Other scores have been proposed. The delirium risk score by Han et al. [18] was validated against the Confusion Assessment Method (CAM) for the Intensive Care Unit [19] demonstrating good performance (AUC = 0.82) and included three variables: hearing impairment, dementia, and Katz-Activity of Daily Living (ADL). The risk prediction rule by Kennedy et al. [10] consisted of 5 variables (i.e. older age, history of stroke, dementia, suspected infection, tachypnea, and intracranial hemorrhage) and demonstrated fair prediction ability towards a CAM-defined diagnosis of delirium (AUC = 0.77). The score by Pendlebury et al. [20] was created to identify both prevalent and incident delirium in acute wards and included older age, cognitive impairment, severe illness, infection, and visual impairment. The AUC of this score was 0.78 for any form of delirium, as defined with the CAM and DSM-IV criteria. Limits of these scores are that they were not externally validated [10], that delirium was assessed only at a single time-point in the ED [10] and that they require additional scales to be computed [11]. Furthermore, two studies used delirium diagnostic tools that are not applicable in drowsy patients [10, 20] which may have resulted in an underestimation of hypoactive delirium, which is the commonest subtype in ED [11].

The delirium score we propose has several advantages; first, it includes variables that can be easily collected at ED admission by the attending physician or nurse irrespectively of his/her expertise. Second, the score can be calculated rapidly, characteristic that is of most importance in critical care settings.

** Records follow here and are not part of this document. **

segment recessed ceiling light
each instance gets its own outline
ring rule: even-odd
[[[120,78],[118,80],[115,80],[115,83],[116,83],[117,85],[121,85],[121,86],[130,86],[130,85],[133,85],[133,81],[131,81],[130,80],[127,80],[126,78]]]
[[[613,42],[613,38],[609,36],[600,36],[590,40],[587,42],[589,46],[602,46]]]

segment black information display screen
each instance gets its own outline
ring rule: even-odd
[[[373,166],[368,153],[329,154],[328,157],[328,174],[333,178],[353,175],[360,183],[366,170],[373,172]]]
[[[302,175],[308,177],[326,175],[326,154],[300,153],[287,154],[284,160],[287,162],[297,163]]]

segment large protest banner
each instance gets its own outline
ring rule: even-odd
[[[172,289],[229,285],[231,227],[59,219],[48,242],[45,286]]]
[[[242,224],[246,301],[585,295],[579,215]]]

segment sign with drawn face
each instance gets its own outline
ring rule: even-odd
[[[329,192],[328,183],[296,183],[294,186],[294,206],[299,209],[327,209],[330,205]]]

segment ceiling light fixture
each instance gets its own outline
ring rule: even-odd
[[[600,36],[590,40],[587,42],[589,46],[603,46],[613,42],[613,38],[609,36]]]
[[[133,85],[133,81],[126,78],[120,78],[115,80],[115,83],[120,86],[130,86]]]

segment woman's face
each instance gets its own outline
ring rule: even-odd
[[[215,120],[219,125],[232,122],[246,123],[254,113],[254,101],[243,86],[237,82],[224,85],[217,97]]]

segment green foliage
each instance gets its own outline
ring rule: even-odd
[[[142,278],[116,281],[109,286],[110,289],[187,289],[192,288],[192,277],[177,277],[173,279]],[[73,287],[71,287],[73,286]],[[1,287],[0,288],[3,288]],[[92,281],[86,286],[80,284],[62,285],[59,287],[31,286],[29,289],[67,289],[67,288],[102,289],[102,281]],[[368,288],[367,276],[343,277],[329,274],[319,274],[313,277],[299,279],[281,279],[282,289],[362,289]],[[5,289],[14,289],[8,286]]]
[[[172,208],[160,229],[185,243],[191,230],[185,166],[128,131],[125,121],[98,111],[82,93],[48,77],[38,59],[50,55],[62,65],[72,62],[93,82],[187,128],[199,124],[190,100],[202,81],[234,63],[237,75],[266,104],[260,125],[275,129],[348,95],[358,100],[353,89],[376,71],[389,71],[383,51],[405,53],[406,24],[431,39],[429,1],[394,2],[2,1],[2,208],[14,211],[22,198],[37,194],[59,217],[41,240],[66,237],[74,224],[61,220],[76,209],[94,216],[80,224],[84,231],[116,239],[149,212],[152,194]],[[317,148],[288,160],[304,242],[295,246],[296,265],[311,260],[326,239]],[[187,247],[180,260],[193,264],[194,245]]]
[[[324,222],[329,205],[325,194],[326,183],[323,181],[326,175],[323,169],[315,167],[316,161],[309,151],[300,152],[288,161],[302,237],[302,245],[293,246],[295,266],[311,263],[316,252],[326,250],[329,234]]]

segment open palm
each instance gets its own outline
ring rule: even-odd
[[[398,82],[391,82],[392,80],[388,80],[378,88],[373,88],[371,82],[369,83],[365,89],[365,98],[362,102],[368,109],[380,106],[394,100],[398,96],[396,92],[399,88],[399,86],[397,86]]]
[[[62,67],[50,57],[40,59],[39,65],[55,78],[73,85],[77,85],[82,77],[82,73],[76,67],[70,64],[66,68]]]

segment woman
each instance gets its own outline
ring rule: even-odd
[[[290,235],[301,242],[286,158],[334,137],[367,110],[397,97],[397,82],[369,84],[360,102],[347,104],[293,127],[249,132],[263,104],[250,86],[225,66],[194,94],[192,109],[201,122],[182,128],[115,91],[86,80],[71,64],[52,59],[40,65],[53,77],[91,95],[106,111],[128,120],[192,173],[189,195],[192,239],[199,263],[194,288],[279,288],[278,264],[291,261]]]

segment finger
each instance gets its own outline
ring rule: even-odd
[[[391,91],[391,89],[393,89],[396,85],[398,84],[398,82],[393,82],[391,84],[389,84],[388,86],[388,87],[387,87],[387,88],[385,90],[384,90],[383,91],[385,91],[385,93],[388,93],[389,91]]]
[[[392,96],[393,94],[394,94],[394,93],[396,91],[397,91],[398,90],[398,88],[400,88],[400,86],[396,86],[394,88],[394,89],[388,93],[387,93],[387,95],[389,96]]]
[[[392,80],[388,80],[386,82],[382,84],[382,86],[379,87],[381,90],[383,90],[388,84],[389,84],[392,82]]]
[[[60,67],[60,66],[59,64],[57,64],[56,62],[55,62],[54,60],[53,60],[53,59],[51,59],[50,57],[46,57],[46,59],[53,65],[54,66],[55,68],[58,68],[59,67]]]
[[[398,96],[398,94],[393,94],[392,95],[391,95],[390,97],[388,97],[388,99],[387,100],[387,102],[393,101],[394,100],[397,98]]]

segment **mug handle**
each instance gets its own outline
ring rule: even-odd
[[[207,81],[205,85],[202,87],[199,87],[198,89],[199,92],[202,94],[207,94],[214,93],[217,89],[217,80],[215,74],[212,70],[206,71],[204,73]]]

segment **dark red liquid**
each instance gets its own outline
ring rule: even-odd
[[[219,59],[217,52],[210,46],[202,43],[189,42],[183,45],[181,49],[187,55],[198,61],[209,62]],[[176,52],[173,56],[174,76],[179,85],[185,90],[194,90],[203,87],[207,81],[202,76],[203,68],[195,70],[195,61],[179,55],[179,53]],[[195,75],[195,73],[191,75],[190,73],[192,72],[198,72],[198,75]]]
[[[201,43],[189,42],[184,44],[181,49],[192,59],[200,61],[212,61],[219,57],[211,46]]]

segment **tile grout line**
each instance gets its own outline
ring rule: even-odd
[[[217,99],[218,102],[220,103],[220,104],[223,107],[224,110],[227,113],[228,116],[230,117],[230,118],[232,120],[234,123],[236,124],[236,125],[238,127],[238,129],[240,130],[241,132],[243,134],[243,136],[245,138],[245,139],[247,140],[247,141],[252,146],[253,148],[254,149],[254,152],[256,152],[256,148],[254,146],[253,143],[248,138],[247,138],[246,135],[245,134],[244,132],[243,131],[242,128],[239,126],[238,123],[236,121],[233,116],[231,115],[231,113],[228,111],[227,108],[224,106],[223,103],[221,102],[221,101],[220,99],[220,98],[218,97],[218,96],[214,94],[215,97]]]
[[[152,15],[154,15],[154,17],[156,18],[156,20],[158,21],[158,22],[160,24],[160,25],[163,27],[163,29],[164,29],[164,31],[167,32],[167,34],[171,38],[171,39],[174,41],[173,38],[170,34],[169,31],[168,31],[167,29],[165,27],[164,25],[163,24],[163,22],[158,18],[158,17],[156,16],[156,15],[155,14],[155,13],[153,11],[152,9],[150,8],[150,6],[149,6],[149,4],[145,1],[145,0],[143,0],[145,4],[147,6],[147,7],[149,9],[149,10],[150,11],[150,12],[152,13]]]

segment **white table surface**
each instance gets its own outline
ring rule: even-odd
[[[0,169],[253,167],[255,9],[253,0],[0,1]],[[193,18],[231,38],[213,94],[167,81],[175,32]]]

Given the frequent underdiagnosis of delirium in the EDs [11], a delirium risk assessment tool could help to improve delirium detection in older persons referring to acute care. The early identification of persons at increased risk of developing delirium in OU may help to put in place preventive strategies to decrease the chances of delirium, as well as to prompt a comprehensive geriatric assessment that may help to recognize possible triggers and causes of delirium.

Limitations

The results of our study should be read in light of some limitations: first, data about the timing of delirium development (i.e. as presentation of an acute disease, during the evaluation in the ED or during the OU staying) were not available; however, all variables included in our score were retrieved from the past medical history of the patient and are not subject to delirium onset’s timing; furthermore, we selected the combination of variables showing the highest AUC in the training dataset, increasing the risk of overfitting: however, the association of all selected variables with delirium is known and the score was validated in another sample. Future studies are needed in order to investigate the causal relationship between the variables included in our tool and delirium; lastly, dementia alone showed a high discriminative ability in the prediction of delirium, however almost 40% of the patients developing delirium missed a previous dementia diagnosis and our score was strongly associated with delirium development in patients without known cognitive impairment.

Conclusion

A simple and rapid risk assessment tool could help improving delirium detection in older persons referring to ED.